Alma murmured a very frigid reply, while Philip was obliged to turn away to conceal the fury which blazed forth from his visage, and further to quell an overmastering impulse which moved him to take the speaker by the scruff of his neck and drop him there and then overboard—in front of the paddle-wheels. The free and easy patronising drawl of this insufferable cad made his blood surge again.
“By the way, Miss Wyatt,” went on the pachydermatous pastor, “I have a great mind to ask you to arbitrate. I must say Mr Fordham is a pretty cool hand. What do you think? Here am I with this huge knapsack full of things to carry, and he positively declines to take his share. That is—I’ve hinted to him pretty plainly that he ought to.”
“Fordham isn’t a man who deals largely in hints,” said Philip, facing round upon the speaker with a fierceness that almost made the latter recoil. “If he were, he would doubtless hint that one beast of burden is sufficient for the party.”
Scott looked affronted.
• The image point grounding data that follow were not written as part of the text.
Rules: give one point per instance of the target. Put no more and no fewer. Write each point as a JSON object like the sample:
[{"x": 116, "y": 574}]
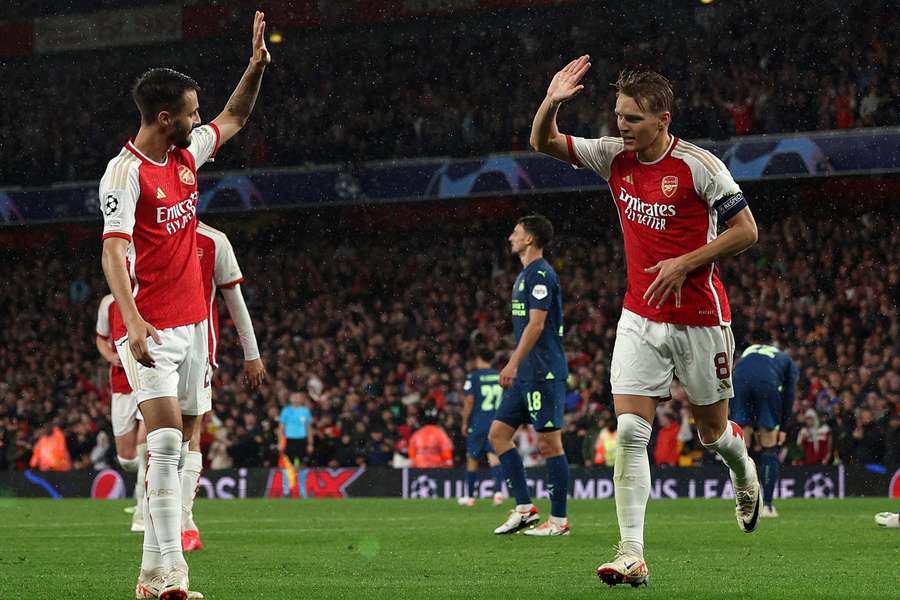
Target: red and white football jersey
[
  {"x": 154, "y": 206},
  {"x": 219, "y": 269},
  {"x": 666, "y": 210},
  {"x": 108, "y": 320}
]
Then his countenance suddenly cleared. “Oh! we are going to take a horse with us then?” he said, gleefully.
“No—an ass,” returned Philip, quickly.
Even the inflated layer of the other’s self-esteem was not proof against this shaft. It collapsed with its owner, who retired with a scowl to pour his grievance into haply more sympathising ears. And by that time the steamer had crossed the broad and turgid belt where the snow-waters of the Rhone cleft in a sharply defined pathway the blue surface of the lake, and was slowing down to half-speed as she approached Bouveret pier.